Looking out my second-story window onto the narrow street that bisects the small alpine village of Zürs, I noticed the 8 o’clock Post Autobus had just arrived from Langen. The driver was on the roof, rummaging through a pile of luggage.
Waiting impatiently were two pale-faced Americans. They were complaining about how tired they were after their travels to this village high in the Arlberg.
“It’s OK, George,” I heard one say. “Our wives will be along on the 12:45 bus from Langen. They probably have your camera case with them.”
I could also see Old Herbert standing where he had stood every morning for the past 58 years, smoking his pipe, waiting for the ski school pupils to show up.
Dividing up the pupils would be easy. Most could be sorted by gear. “That one will be a racer in 10 years,” he’d say. “This one will never be able to keep up with that secretary he claims is his wife.” “And those Americans covered with zinc ointment? They’ll be pooped by lunch.”
The two Americans arrived at the summit with their class, tired from the long trip but running on adrenaline in anticipation of the long powder snow run down to Lech.
On an outcrop high above the lift terminal, a herd of chamois could be seen foraging for food. An extra large one stood out in relief against the skyline.
The class started off in single file, following in the tracks of their instructor, Otto. After skiing down for a mile in the delicious untracked powder, Otto halted his class in a meadow. Wise in the ways of the mountains, he had stopped on a ridge that formed a safe haven. Otto pointed out a small speck, high above their tracks. “It’s that big chamois we saw above the top of the lift.”
Several class members were getting their cameras out when the chamois started moving smoothly downhill, then tumbled and disappeared in a billowing cloud of snow.
Two hundred yards behind the class, the two Americans were swept away by the avalanche, now 10 feet high.
The avalanche had barely come to a halt when Otto began to dig furiously. Miraculously, both men were alive, but injured and in shock. Half an hour later, the ski patrol arrived. It took another half-hour to get the two medicated, splinted and strapped to the toboggans for the run down to Lech.
In Lech, they were loaded into an ambulance for the ride back up to Zürs, over the Flexen pass, then on to Bludenz. They would probably have to stay a couple of days in the hospital, then spend the rest of their vacation sitting in the sun on the porch of the Hotel Lorensur, watching their wives ski.

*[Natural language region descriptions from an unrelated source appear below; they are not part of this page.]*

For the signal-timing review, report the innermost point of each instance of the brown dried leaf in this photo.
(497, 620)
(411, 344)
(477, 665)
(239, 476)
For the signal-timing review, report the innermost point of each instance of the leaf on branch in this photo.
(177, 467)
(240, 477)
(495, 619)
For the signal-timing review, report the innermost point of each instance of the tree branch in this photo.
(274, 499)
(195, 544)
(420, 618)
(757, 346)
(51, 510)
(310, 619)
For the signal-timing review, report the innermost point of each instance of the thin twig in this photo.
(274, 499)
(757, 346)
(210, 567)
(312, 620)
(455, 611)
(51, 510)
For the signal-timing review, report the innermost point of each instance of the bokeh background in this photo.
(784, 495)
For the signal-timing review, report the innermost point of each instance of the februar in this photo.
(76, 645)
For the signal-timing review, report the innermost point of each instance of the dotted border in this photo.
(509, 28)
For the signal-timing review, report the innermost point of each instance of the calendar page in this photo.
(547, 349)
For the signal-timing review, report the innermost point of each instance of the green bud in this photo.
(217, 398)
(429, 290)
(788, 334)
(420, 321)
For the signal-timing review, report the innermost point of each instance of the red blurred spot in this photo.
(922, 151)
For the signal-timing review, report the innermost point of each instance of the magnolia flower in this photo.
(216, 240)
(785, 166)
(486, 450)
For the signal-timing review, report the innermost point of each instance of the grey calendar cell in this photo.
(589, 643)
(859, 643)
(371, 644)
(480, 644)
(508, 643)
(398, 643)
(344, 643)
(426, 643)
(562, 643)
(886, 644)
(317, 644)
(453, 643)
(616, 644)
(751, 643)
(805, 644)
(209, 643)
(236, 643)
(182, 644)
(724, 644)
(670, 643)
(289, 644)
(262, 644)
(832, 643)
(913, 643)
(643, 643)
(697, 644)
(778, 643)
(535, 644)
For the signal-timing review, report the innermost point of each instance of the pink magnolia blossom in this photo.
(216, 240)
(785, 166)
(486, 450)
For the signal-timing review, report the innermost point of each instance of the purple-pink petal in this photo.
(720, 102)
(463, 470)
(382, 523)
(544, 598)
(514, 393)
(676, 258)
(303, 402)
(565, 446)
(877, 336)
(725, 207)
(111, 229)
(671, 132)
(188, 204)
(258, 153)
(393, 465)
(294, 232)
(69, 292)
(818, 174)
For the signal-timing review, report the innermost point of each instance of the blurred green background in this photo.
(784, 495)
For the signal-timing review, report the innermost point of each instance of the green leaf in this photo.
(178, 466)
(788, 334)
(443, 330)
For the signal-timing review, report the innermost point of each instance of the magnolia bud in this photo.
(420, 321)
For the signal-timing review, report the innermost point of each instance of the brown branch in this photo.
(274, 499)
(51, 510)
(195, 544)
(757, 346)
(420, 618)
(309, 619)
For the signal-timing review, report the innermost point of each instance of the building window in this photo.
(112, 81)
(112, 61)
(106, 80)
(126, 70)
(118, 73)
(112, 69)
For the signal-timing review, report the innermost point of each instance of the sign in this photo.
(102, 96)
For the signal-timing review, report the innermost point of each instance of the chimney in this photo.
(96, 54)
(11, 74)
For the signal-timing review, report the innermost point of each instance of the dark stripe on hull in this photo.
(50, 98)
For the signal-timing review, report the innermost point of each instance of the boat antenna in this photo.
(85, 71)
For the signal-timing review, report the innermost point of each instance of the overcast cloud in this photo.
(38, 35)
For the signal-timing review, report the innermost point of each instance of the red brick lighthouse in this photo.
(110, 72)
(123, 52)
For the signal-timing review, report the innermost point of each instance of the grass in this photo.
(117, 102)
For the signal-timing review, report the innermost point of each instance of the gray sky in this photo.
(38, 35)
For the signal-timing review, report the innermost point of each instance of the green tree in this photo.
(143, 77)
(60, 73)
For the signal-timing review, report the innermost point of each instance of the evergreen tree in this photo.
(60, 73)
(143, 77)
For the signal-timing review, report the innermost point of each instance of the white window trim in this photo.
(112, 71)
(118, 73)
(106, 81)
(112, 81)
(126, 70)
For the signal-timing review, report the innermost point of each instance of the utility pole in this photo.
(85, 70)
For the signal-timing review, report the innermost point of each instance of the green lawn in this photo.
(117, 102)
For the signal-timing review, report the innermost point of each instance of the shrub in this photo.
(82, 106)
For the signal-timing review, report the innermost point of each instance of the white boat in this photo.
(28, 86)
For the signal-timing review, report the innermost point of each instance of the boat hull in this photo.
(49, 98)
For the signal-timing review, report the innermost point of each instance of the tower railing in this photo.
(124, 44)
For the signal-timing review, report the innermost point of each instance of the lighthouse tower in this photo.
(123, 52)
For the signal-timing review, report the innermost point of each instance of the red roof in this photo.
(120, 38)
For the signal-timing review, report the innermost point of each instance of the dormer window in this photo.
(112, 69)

But on the big S-turn on the southwest side of the Flexen pass, at 60 mph with the siren screaming, the ambulance hit black ice and went into a semi-controlled skid that almost missed the 12:45 Post Autobus from Langen. The bus only had two passengers on board, two American women. One had a camera case in her lap.
Ricocheting off the bus, the ambulance spun twice, punched a hole in the guardrail and executed a twisting arc that is still talked about in the Arlberg almost 30 years later. With its two avalanche victims inside and its siren screaming, the ambulance flew almost 500 vertical feet before hitting the rocks.
I think we’re all aboard a trip on the Titanic, except it’s called life, so don’t pass up dessert whenever it is offered.